There are children who need the drug at Kosair Children's Hospital. Kosair officials tell WAVE 3 News, they have a two week supply.

Members of one of those families is speaking out to WAVE 3 in the hopes of helping their child and all the others just like him.

Middle schooler Owen McMasters loves playing video games and sports but, four months ago the 12-year-old's normal life took a tragic turn. "One night my mom was checking me out and she felt enlarged lymph nodes all over my neck," Owen said.

Since being diagnosed in November with Acute Lymphoblastic Leukemia or (ALL), Owen has been getting overwhelming family support. His cousins, uncles and brothers all shaved their heads in solidarity.

But, it's what he can't get March 9, that has his family so upset.

That's the date he's scheduled to begin a high dose of the chemotherapy drug Methotrexate: A life saving drug for thousands of kids with ALL.

A few months ago, one of the nation's largest suppliers suspended the drug's production.

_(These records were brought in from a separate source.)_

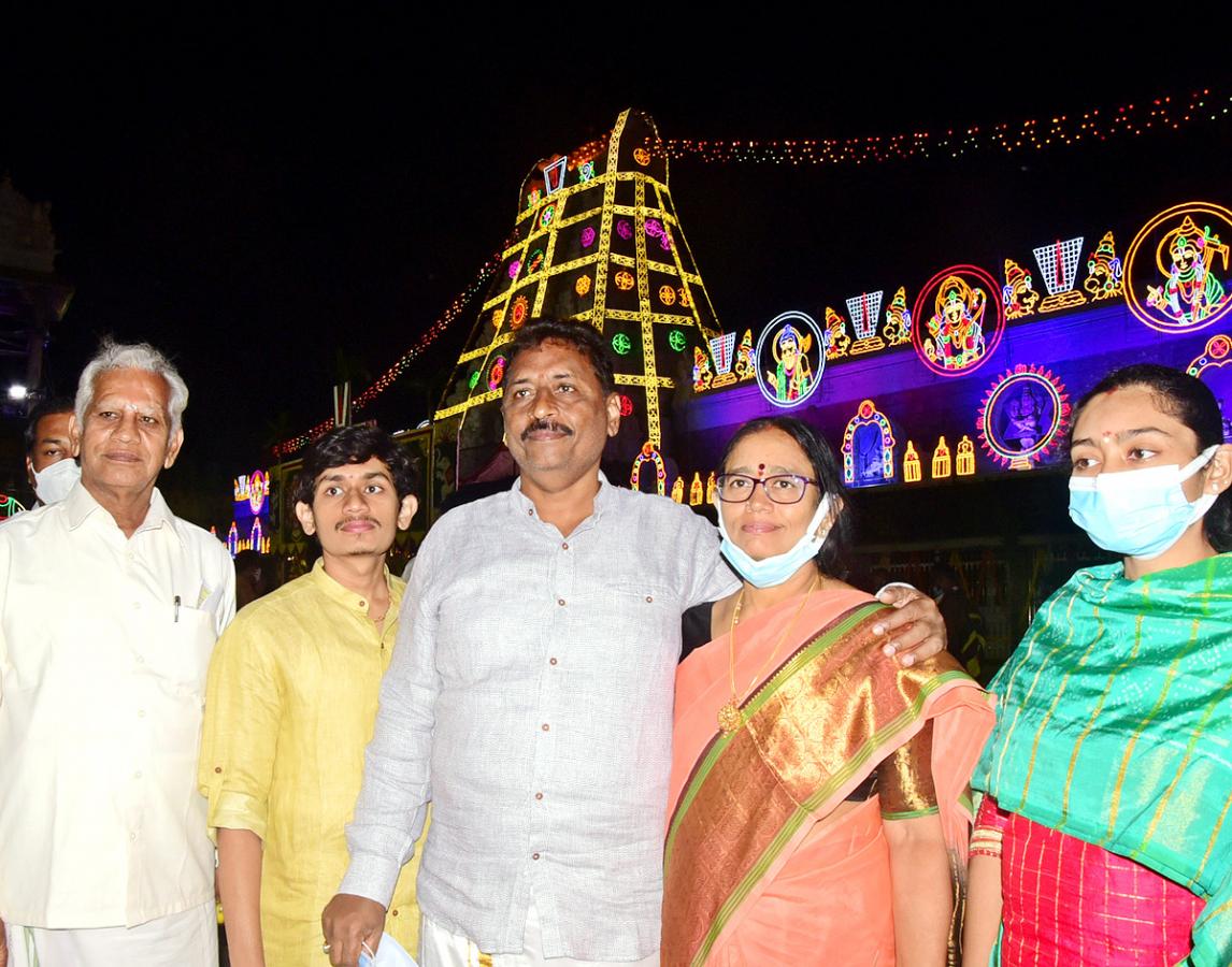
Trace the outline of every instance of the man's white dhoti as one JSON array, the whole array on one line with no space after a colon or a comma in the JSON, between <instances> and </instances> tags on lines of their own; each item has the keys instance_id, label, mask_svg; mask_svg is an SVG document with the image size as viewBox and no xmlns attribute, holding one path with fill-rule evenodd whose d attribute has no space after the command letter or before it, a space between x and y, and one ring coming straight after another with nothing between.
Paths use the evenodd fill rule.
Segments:
<instances>
[{"instance_id":1,"label":"man's white dhoti","mask_svg":"<svg viewBox=\"0 0 1232 967\"><path fill-rule=\"evenodd\" d=\"M579 961L574 957L543 957L538 912L526 910L521 953L482 953L464 936L451 934L424 914L419 929L419 967L659 967L659 953L638 961Z\"/></svg>"},{"instance_id":2,"label":"man's white dhoti","mask_svg":"<svg viewBox=\"0 0 1232 967\"><path fill-rule=\"evenodd\" d=\"M6 924L10 967L218 967L213 900L138 926L44 930Z\"/></svg>"}]
</instances>

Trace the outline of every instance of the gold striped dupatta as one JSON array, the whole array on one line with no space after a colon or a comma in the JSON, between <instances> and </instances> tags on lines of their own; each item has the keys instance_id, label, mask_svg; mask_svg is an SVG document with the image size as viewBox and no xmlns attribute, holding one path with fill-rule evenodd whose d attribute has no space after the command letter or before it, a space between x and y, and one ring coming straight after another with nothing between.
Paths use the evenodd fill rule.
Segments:
<instances>
[{"instance_id":1,"label":"gold striped dupatta","mask_svg":"<svg viewBox=\"0 0 1232 967\"><path fill-rule=\"evenodd\" d=\"M747 645L742 638L742 659L756 669L798 604L795 599L758 615L763 621L749 632ZM754 687L742 705L745 726L731 735L718 732L713 713L707 735L681 732L681 717L690 712L681 707L683 697L687 705L692 695L695 706L713 705L716 697L717 686L708 695L690 687L690 663L707 649L722 649L722 655L710 654L703 674L713 679L722 666L726 675L727 636L681 665L678 765L679 756L695 759L679 792L673 781L664 851L664 965L703 965L812 825L929 718L946 840L965 860L972 818L967 781L992 727L992 707L949 655L912 668L885 658L883 639L872 633L885 611L862 593L816 594L797 622L806 629L797 636L802 641ZM697 714L692 719L701 721Z\"/></svg>"}]
</instances>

Pharmacists say it's gone from the shelves and the supply will run out in two weeks.

"Now, we face the threat that there will be children that will not be cured of their cancer because we can't produce a 50 year old generic drug that has been available for a long time and should never be in short supply," said Owen's dad Dr. Kelly McMasters.

Mom Beth added of her son's needed drug,"It's hard enough to see him sick but, to think that he couldn't have something is unbelievable."

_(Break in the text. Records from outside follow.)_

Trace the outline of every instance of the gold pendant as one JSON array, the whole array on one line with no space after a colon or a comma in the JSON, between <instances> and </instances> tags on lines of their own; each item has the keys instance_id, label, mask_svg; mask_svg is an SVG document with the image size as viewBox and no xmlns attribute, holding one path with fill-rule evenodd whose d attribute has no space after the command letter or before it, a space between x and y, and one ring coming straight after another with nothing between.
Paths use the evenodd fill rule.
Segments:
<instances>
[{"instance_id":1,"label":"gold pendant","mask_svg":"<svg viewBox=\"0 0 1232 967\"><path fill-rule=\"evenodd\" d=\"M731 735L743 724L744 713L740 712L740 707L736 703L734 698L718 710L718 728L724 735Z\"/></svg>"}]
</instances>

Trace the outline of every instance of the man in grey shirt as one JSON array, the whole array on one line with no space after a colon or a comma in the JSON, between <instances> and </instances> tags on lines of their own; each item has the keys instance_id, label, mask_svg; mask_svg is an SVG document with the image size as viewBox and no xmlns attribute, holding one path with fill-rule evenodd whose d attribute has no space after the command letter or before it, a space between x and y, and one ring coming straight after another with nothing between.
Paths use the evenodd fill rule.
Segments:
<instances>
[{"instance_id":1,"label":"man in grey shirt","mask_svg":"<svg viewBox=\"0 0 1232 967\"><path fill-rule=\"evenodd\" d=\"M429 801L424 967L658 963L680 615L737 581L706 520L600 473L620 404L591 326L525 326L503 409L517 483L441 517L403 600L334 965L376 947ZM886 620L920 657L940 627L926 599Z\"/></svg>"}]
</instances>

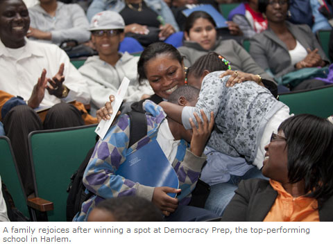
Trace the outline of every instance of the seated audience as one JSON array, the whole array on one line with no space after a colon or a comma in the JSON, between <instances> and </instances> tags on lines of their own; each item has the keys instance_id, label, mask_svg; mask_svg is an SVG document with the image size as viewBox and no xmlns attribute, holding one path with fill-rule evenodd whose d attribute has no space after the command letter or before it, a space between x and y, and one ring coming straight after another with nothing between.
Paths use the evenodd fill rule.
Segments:
<instances>
[{"instance_id":1,"label":"seated audience","mask_svg":"<svg viewBox=\"0 0 333 248\"><path fill-rule=\"evenodd\" d=\"M214 3L216 3L216 5ZM181 30L184 30L184 26L186 22L186 16L182 11L187 9L191 9L198 6L200 4L210 4L216 8L216 11L219 12L217 6L217 3L214 1L205 1L205 0L173 0L171 1L171 6L170 7L176 21L178 24ZM207 12L208 14L212 15ZM221 15L221 14L220 14ZM223 17L224 18L224 17ZM231 35L243 35L241 30L239 28L237 24L232 21L226 22L229 33Z\"/></svg>"},{"instance_id":2,"label":"seated audience","mask_svg":"<svg viewBox=\"0 0 333 248\"><path fill-rule=\"evenodd\" d=\"M155 222L162 221L163 214L151 201L138 196L109 198L92 210L87 221Z\"/></svg>"},{"instance_id":3,"label":"seated audience","mask_svg":"<svg viewBox=\"0 0 333 248\"><path fill-rule=\"evenodd\" d=\"M137 81L139 57L118 51L125 36L124 28L123 19L117 12L103 11L92 19L89 30L99 55L88 57L78 71L88 83L93 115L104 106L109 95L116 94L123 77L130 80L125 102L138 101L153 94L147 82L139 84Z\"/></svg>"},{"instance_id":4,"label":"seated audience","mask_svg":"<svg viewBox=\"0 0 333 248\"><path fill-rule=\"evenodd\" d=\"M234 70L260 75L262 78L268 80L272 79L236 41L218 39L216 26L214 19L205 12L196 11L187 17L184 31L184 45L178 48L182 55L185 56L185 67L190 67L209 51L214 51L230 61ZM256 82L259 80L257 78Z\"/></svg>"},{"instance_id":5,"label":"seated audience","mask_svg":"<svg viewBox=\"0 0 333 248\"><path fill-rule=\"evenodd\" d=\"M0 176L0 222L10 221L7 215L7 207L2 195L1 177Z\"/></svg>"},{"instance_id":6,"label":"seated audience","mask_svg":"<svg viewBox=\"0 0 333 248\"><path fill-rule=\"evenodd\" d=\"M253 81L254 75L246 74L245 82L227 87L230 76L222 74L221 78L223 71L216 71L227 70L225 62L210 53L189 68L188 83L201 88L195 107L160 103L168 116L187 129L191 128L187 120L199 109L214 112L215 128L207 143L205 152L209 155L201 179L212 186L205 208L220 215L241 177L262 177L252 165L261 168L271 132L289 117L289 107Z\"/></svg>"},{"instance_id":7,"label":"seated audience","mask_svg":"<svg viewBox=\"0 0 333 248\"><path fill-rule=\"evenodd\" d=\"M310 1L309 0L289 0L289 10L288 21L294 24L307 24L312 26L314 19Z\"/></svg>"},{"instance_id":8,"label":"seated audience","mask_svg":"<svg viewBox=\"0 0 333 248\"><path fill-rule=\"evenodd\" d=\"M267 28L267 20L258 10L258 0L246 0L239 4L230 11L228 19L237 24L246 38L250 38Z\"/></svg>"},{"instance_id":9,"label":"seated audience","mask_svg":"<svg viewBox=\"0 0 333 248\"><path fill-rule=\"evenodd\" d=\"M40 0L29 8L30 28L26 34L31 39L60 45L74 39L87 42L90 34L85 12L78 4L65 4L57 0Z\"/></svg>"},{"instance_id":10,"label":"seated audience","mask_svg":"<svg viewBox=\"0 0 333 248\"><path fill-rule=\"evenodd\" d=\"M330 1L323 0L323 3L324 4L325 2L325 6L322 6L318 0L309 0L309 1L314 19L312 32L316 33L320 30L331 30L332 26L328 21L333 18L332 2ZM323 15L321 12L321 10L324 10L325 9L327 10L325 12L327 13L326 16Z\"/></svg>"},{"instance_id":11,"label":"seated audience","mask_svg":"<svg viewBox=\"0 0 333 248\"><path fill-rule=\"evenodd\" d=\"M328 63L310 28L286 21L288 0L259 0L258 3L259 11L267 18L268 28L253 37L250 54L262 68L282 81L288 73ZM291 90L298 90L323 85L323 81L311 79L290 87Z\"/></svg>"},{"instance_id":12,"label":"seated audience","mask_svg":"<svg viewBox=\"0 0 333 248\"><path fill-rule=\"evenodd\" d=\"M333 221L333 125L291 117L265 146L262 174L241 181L222 221Z\"/></svg>"},{"instance_id":13,"label":"seated audience","mask_svg":"<svg viewBox=\"0 0 333 248\"><path fill-rule=\"evenodd\" d=\"M133 37L143 46L159 40L178 43L178 35L172 35L179 30L178 26L163 0L94 0L87 16L91 20L103 10L119 12L125 21L126 36Z\"/></svg>"},{"instance_id":14,"label":"seated audience","mask_svg":"<svg viewBox=\"0 0 333 248\"><path fill-rule=\"evenodd\" d=\"M173 92L176 96L171 98L171 95L169 99L173 99L171 100L177 103L180 96L185 96L184 91L187 91L187 98L180 104L195 103L198 90L194 87L179 88ZM185 206L191 200L191 193L196 186L205 161L203 151L214 125L212 114L210 123L203 112L204 121L199 121L198 128L194 125L193 121L191 122L193 124L192 134L192 132L186 131L181 124L168 118L162 108L152 101L146 100L143 109L147 118L146 137L128 147L130 122L128 116L124 114L111 126L105 138L96 143L83 176L83 184L94 195L82 204L81 211L74 217L74 220L86 220L89 212L100 201L123 195L137 195L151 201L165 215L170 215L170 220L175 220L173 215L178 215L179 211L187 220L192 218L198 218L198 213L191 211L189 206ZM198 116L196 118L199 121ZM173 167L179 178L179 189L166 186L151 187L116 175L117 170L126 161L128 154L153 140L157 140ZM187 142L189 141L191 146L189 148ZM181 193L173 198L169 196L168 193ZM200 211L205 213L203 209Z\"/></svg>"},{"instance_id":15,"label":"seated audience","mask_svg":"<svg viewBox=\"0 0 333 248\"><path fill-rule=\"evenodd\" d=\"M54 44L25 38L30 18L24 3L1 1L0 16L0 74L6 75L0 78L0 121L11 141L28 195L33 192L28 134L96 119L83 105L90 101L87 84L66 53ZM74 100L73 105L65 103ZM51 109L38 114L34 110L44 107Z\"/></svg>"}]
</instances>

Up to 90 percent of children survive ALL, if they get the medication.

The situation is especially frustrating to his Kelly McMasters because he's a surgical oncologist. He told us, "I'm a surgeon so, if there's a problem I'm used to cutting it out and I can't fix this one by cutting it out."

How could this happen?

"There's no profit motive for companies to produce these generic drugs that sell for very little cost," Dr. McMasters told WAVE 3 News, "the Methotrexate for example, that Owen needs in a couple of weeks from now costs $1.58 per vial."

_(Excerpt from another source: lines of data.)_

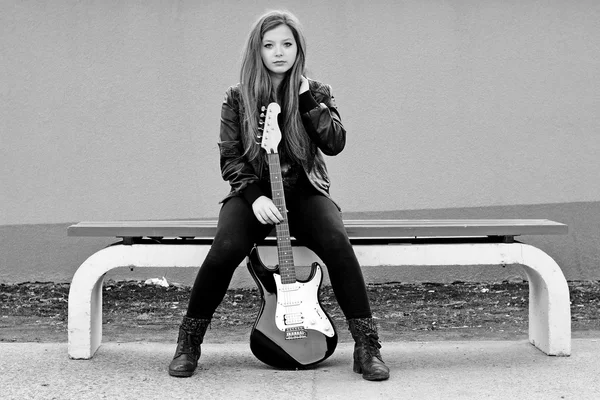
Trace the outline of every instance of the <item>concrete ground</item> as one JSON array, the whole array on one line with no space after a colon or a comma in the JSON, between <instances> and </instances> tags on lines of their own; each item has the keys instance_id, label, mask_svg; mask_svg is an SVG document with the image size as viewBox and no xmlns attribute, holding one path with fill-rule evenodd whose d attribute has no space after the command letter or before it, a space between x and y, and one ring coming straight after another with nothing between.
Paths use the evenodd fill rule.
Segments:
<instances>
[{"instance_id":1,"label":"concrete ground","mask_svg":"<svg viewBox=\"0 0 600 400\"><path fill-rule=\"evenodd\" d=\"M0 343L2 399L600 399L600 339L574 339L570 357L526 341L384 343L385 382L352 372L352 344L315 369L279 371L246 343L202 346L191 378L172 378L174 344L104 343L70 360L65 343Z\"/></svg>"}]
</instances>

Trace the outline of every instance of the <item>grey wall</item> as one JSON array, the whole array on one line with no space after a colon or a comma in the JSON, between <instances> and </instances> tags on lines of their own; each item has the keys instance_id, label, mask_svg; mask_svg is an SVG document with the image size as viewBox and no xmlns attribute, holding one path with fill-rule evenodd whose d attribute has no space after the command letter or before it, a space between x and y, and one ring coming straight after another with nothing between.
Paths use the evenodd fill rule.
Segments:
<instances>
[{"instance_id":1,"label":"grey wall","mask_svg":"<svg viewBox=\"0 0 600 400\"><path fill-rule=\"evenodd\" d=\"M346 212L600 201L599 2L279 4L303 22L309 76L333 86L348 130L328 159ZM0 2L3 280L64 279L39 271L72 271L73 245L96 245L67 242L72 221L217 215L221 100L271 6ZM583 257L580 240L598 244L577 234L569 254ZM570 276L595 274L587 263Z\"/></svg>"}]
</instances>

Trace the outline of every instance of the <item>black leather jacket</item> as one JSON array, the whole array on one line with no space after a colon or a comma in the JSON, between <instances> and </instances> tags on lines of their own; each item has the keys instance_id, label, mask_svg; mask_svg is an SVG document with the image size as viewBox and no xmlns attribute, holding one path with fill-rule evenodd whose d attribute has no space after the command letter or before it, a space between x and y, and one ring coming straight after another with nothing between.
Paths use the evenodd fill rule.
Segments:
<instances>
[{"instance_id":1,"label":"black leather jacket","mask_svg":"<svg viewBox=\"0 0 600 400\"><path fill-rule=\"evenodd\" d=\"M310 183L322 194L329 195L329 175L323 154L334 156L346 144L346 130L331 94L331 86L309 80L309 90L300 95L299 111L304 128L312 139L313 165L302 165ZM221 108L220 163L223 179L229 181L231 192L221 201L244 196L250 204L264 193L260 181L259 161L250 162L244 154L244 110L240 85L230 87ZM284 133L285 134L285 133ZM257 144L258 146L258 144ZM323 154L322 154L323 153ZM336 204L337 205L337 204ZM338 206L339 208L339 206Z\"/></svg>"}]
</instances>

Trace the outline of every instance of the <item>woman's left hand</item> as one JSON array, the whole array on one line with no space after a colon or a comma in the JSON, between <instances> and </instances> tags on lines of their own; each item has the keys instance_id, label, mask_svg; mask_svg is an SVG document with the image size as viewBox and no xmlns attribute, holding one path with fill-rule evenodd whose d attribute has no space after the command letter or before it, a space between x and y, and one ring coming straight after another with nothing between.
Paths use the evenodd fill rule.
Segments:
<instances>
[{"instance_id":1,"label":"woman's left hand","mask_svg":"<svg viewBox=\"0 0 600 400\"><path fill-rule=\"evenodd\" d=\"M308 79L304 75L300 75L300 92L302 94L308 90Z\"/></svg>"}]
</instances>

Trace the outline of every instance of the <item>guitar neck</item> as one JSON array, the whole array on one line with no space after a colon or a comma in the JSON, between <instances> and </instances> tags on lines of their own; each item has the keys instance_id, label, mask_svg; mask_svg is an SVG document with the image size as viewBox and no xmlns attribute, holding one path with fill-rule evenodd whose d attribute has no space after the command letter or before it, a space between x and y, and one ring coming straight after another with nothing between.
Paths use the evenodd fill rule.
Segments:
<instances>
[{"instance_id":1,"label":"guitar neck","mask_svg":"<svg viewBox=\"0 0 600 400\"><path fill-rule=\"evenodd\" d=\"M279 261L279 274L281 283L296 283L296 269L294 266L294 254L292 253L292 242L290 239L290 227L285 206L283 192L283 178L281 176L281 164L278 153L267 153L269 161L269 174L271 176L271 192L273 203L283 215L283 221L275 226L277 232L277 259Z\"/></svg>"}]
</instances>

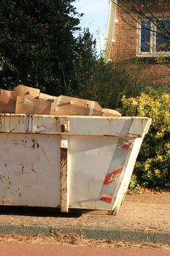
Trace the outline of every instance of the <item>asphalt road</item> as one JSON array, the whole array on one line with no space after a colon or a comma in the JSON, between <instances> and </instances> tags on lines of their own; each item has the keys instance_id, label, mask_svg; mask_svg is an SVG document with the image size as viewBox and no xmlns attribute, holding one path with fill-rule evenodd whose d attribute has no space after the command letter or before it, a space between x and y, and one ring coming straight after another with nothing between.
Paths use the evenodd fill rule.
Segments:
<instances>
[{"instance_id":1,"label":"asphalt road","mask_svg":"<svg viewBox=\"0 0 170 256\"><path fill-rule=\"evenodd\" d=\"M161 250L0 243L1 256L170 256Z\"/></svg>"}]
</instances>

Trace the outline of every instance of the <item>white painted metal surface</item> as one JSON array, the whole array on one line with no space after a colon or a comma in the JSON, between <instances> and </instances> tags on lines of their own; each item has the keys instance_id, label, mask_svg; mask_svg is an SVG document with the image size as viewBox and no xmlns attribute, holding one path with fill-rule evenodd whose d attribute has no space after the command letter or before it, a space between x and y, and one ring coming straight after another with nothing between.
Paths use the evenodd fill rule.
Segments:
<instances>
[{"instance_id":1,"label":"white painted metal surface","mask_svg":"<svg viewBox=\"0 0 170 256\"><path fill-rule=\"evenodd\" d=\"M151 120L0 116L0 204L117 214Z\"/></svg>"}]
</instances>

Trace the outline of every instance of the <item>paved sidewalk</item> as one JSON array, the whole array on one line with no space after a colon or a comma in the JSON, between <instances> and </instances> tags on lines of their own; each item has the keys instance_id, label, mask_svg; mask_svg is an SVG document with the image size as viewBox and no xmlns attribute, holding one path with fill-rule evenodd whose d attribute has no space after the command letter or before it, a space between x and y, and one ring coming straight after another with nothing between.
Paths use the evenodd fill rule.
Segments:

Some of Owen's other drugs cost thousands of dollars for a single dose. "These very expensive drugs Owen gets," his dad explained, "we never have shortages of those."

The Make A Wish Foundation recently asked Owen if he had a hero he would like to meet or a fun trip he would like to take.

Owen told us, "For my Make A Wish, I just want to solve this Methotrexate shortage." He hopes by getting the word out other people will help kids like him by contacting their lawmakers.

His mom Beth added, "Government wants to get involved all over the place and this is the place it's needed."

"This is an absolute national embarrassment, " said Dr. McMasters, "that we can't produce a 50 year old chemotherapy drug that's needed to cure children of their cancer?"

Methotrexate is just one of many generic drugs in short supply.

Other countries are producing the drug. The FDA has the authority to import it.

Several months ago, President Obama signed an executive order giving the FDA some power with drug shortages but critics say, it doesn't have enough teeth.